Iron Cloud / Mahpiyamaza: Iron Cloud performing Counting Coup or Scalp Dance, c. 1876 pencil and crayon on paper, Simcoe County Museum


A new exhibition at the McMaster Museum of Art refutes the well-known adage “history is written by the victors,” encouraging visitors to activate their peripheral vision to see beyond their direct line of sight, exploring histories not at the centre of the dominant worldview.

Peripheral Vision(s), which is supported by the Terra Foundation for American Art, sparks a visual dialogue between 19th-century ledger drawings by Northern Plains warrior-artists and the lithographic prints of 20th-century U.S. artists Leonard Baskin and Fritz Scholder.

“Essentially, Peripheral Vision(s) is a critical rethinking of the origins of the ‘Indian’ image, endeavouring to understand how artists have shaped – and been shaped by – this image,” says Rhéanne Chartrand, curator of Indigenous art at the museum, and co-curator, along with Gerald McMaster, of Peripheral Vision(s).

“It invites visitors to consider how the lens of the present shapes our understanding of the past.”

The exhibition draws together nearly 50 works of art from institutions across North America.

Twenty-one ledger drawings record, in meticulously truthful detail, the first-hand experiences of four 19th-century warriors turned artists. These include Short Bull / Tȟatȟáŋka Ptéčela (Sičháŋǧu Lakota, c. 1845–1923), Pretty Eagle / Déaxitchish (Apsáalooke, 1846–1903), White Swan / Mee-nah-tsee-us (Apsáalooke, 1851–1904), and Iron Cloud / Mahpiyamaza (Lakota, 1851–?).

Within the exhibition space, these ledger drawings are placed into conversation with 12 of the 27 “Indian portraits,” in McMaster’s collection by Jewish-American artist, Leonard Baskin (1922-2000) and fourteen lithographs by Luiseño/American artist, Fritz Scholder (1937-2005), borrowed from five prominent U.S. institutions.

The artists in this exhibition occupied the periphery of mainstream Euro-American society, history, art and culture during their lifetimes. Though almost a century separates them, they are bound together by their common creative pursuit of reflecting on vision(s) of self, of Other, of place and on particular moments and events in ways that do not conform to, or uphold, the accepted “truths” of history.

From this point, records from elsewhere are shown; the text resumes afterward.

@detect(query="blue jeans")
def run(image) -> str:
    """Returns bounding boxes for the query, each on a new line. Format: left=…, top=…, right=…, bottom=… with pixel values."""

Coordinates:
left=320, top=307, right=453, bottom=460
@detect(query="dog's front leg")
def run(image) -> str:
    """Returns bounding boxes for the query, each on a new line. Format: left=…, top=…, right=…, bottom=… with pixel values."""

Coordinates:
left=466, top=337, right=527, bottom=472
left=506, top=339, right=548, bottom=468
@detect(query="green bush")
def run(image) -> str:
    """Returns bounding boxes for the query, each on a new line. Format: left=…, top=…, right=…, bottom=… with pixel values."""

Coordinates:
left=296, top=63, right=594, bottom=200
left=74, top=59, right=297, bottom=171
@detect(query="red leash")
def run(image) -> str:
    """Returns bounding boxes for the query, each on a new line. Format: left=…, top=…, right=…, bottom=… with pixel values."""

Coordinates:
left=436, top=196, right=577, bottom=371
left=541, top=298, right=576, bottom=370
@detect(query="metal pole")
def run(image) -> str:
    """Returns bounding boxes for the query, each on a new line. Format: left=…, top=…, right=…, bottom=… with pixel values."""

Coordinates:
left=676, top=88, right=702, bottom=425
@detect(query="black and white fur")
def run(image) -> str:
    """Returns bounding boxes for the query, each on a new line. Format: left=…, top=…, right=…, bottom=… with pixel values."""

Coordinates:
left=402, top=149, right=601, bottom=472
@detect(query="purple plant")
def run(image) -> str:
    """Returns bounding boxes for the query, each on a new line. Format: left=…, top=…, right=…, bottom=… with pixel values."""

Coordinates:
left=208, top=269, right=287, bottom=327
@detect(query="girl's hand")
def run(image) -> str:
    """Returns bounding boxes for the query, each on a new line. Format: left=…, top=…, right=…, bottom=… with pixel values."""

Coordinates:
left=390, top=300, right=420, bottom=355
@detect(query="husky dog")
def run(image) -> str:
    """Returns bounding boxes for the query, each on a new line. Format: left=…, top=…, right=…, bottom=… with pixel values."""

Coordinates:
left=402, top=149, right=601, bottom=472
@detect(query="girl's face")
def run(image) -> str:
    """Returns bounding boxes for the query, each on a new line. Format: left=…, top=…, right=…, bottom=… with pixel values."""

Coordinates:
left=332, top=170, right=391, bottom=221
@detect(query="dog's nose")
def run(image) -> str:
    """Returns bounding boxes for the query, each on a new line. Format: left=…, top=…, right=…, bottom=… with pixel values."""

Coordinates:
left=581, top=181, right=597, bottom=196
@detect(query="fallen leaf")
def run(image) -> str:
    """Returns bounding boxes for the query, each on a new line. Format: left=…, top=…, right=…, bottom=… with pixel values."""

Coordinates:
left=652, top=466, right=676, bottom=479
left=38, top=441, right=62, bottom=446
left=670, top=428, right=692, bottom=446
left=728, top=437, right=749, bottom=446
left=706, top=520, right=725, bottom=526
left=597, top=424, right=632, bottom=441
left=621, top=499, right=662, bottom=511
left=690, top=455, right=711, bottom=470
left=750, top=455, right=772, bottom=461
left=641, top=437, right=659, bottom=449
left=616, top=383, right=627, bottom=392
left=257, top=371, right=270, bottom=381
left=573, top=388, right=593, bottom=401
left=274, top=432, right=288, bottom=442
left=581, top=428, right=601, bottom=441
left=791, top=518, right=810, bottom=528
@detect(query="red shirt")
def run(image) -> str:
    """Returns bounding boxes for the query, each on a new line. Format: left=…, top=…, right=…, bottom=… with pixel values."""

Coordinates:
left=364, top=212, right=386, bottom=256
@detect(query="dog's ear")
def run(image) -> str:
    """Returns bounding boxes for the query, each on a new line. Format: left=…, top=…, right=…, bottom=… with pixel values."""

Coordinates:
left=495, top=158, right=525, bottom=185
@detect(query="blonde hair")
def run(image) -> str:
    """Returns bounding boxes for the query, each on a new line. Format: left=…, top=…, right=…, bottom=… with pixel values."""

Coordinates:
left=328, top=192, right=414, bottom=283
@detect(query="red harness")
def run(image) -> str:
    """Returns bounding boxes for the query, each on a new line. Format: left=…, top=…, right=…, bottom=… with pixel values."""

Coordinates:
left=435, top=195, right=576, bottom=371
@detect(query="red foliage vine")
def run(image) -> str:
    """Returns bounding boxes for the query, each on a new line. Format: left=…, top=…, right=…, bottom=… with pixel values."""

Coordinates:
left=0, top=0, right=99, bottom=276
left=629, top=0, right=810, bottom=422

“Together these artworks generate a new critical analysis of history, the politics of representation, image-making, and the overall intent of portraiture,” says Chartrand.

The Museum is organizing several free public events — including a concert — to complement Peripheral Vision(s):

  • Curator’s tour by Rhéanne Chartrand: Wednesday, Sept. 25, 12:30 p.m. – 1:20 p.m.
  • A Night of Indigenous Music: Award-winning Indigenous cellist Cris Derksen and
    contemporary trio nêhiyawak: Thursday, Sept. 26, 7 p.m. – 9 p.m.
  • Panel Discussion: Wednesday, Nov. 20, 6 p.m. – 9 p.m.
    • Janet Berlo, professor of art/art history and visual culture, University of Rochester
    • Gerald McMaster, curator, artist, author, and Tier 1 Canada Research Chair of Indigenous visual culture and curatorial practice, OCADU
    • Jeffrey Thomas, artist and recipient of the 2019 Governor General Award for the Visual & Media Arts
    • Rhéanne Chartrand, curator of Indigenous art, McMaster Museum of Art

The exhibition will also be accompanied by a significant publication exploring the “Indian” image, with scholarly essays by some of the most prominent Indigenous and non-Indigenous voices within the fields of Indigenous art history and art criticism today.